QUERY_TEMPLATE = '''
SELECT
{%- if fields is none %}
    *
{%- else %}
  {%- for field in fields %}
    {{ field }} {{- ", " if not loop.last else "" }}
  {%- endfor %}
{%- endif %}
FROM `{{ table_reference }}`
{%- if primary_keys is none %}
QUALIFY ROW_NUMBER() OVER() = 1
{% else %}
QUALIFY ROW_NUMBER() OVER(
    PARTITION BY 
      {%- for primary_key in primary_keys %}
        {{ primary_key }} {{- ", " if not loop.last else "" }}
      {%- endfor %}    
    {%- if ordering_expressions is not none %}
    ORDER BY 
      {%- for ordering_expression in ordering_expressions %}
        {{ ordering_expression }} {{- ", " if not loop.last else "" }}
      {%- endfor %} 
    {%- endif %}
) = 1
{%- endif -%}
; 
'''


def get_deduplication_query(
        table_reference: str,
        fields: Optional[List] = None,
        primary_keys: Optional[Union[str, List]] = None,
        ordering_expressions: Optional[Union[str, List]] = None
    ) -> str:
    """Create a deduplication query for a table given the primary keys and
    the ordering expressions. 

    :param fields: Table reference to deduplicate.
    :param table_reference: Table reference to deduplicate.
        must have a `(<projec_id>)?.<dataset_id>.<table_name>` pattern.
    :param primary_keys: Primary key(s) name of the table if exist. 
        If not specified, all the fields are considered as a primary key.
    :param ordering_expressions: Field(s) to order on. Can be considered as an expression. 
        For instance, you can add " DESC" to the field to invert the order. (ex: "creation_date DESC")
        If not specified, rows are arbitrarily ordered.
    :return: Deduplication query for the table.
    """


    if primary_keys is None:
        # Is not necessary anymore as it will be considered as a primary key
        ordering_expressions = None

    # Create a list if only a string was given        
    to_list_if_str = lambda x: [x] if isinstance(x, str) else x

    primary_keys = to_list_if_str(primary_keys)
    ordering_expressions = to_list_if_str(ordering_expressions)

    # Render the Jinja Template
    params = {
        'table_reference': table_reference,
        'fields': fields,
        'primary_keys': primary_keys,
        'ordering_expressions': ordering_expressions,
    }

    query = Template(QUERY_TEMPLATE).render(**params)

    return query


if __name__ == '__main__':
    query = get_deduplication_query(
        table_reference='bigquery-public-data.austin_waste.waste_and_diversion',
        fields=[
            'load_id', 'report_date', 'load_type', 'load_time', 'load_weight', 'dropoff_site', 'route_type', 'route_number'
        ],
        primary_keys='load_id',
        ordering_expressions=['report_date DESC', 'load_time DESC'],
    )
    print(query)

Conclusion

To conclude with the 4 main reasons to choose the QUALIFY method for every deduplication you design.
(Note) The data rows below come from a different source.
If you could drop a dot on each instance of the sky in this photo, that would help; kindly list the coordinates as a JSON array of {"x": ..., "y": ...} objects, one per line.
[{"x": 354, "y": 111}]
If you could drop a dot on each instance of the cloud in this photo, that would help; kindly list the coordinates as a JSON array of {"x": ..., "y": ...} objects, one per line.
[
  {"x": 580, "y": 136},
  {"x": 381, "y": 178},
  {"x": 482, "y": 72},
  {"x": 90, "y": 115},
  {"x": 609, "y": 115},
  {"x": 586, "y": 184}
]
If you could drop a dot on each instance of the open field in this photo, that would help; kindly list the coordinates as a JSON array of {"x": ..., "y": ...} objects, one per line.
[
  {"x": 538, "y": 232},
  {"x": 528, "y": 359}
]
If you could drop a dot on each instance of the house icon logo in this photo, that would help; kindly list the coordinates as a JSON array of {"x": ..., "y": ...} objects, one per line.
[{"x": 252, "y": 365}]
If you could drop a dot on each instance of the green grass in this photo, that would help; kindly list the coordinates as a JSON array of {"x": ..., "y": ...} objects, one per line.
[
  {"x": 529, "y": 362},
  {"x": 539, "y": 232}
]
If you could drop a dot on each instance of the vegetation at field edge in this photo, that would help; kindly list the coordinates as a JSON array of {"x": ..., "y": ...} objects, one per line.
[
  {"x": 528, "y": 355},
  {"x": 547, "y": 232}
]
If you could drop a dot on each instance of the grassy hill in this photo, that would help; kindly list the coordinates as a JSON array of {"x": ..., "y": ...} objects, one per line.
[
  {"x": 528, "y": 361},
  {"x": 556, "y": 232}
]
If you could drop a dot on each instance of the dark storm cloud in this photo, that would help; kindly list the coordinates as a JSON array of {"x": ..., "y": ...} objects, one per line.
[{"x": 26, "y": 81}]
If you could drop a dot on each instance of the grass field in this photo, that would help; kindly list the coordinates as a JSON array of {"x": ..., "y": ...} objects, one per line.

It has the best time performance using the full capacity of BigQuery on slot time consumed (distributed workers).
It permits both homogeneously create technical or your functional deduplication.
Readability matters. If specified the functional rule is defined in the OVER clause only.
It does not require the types of fields to be comparable (unless you have a GEOGRAPHY, a RECORD, or a JSON field as a primary key, which is not a good practice)

To contrast a little, it still requires familiarity with SQL to understand the use of the QUALIFY clause.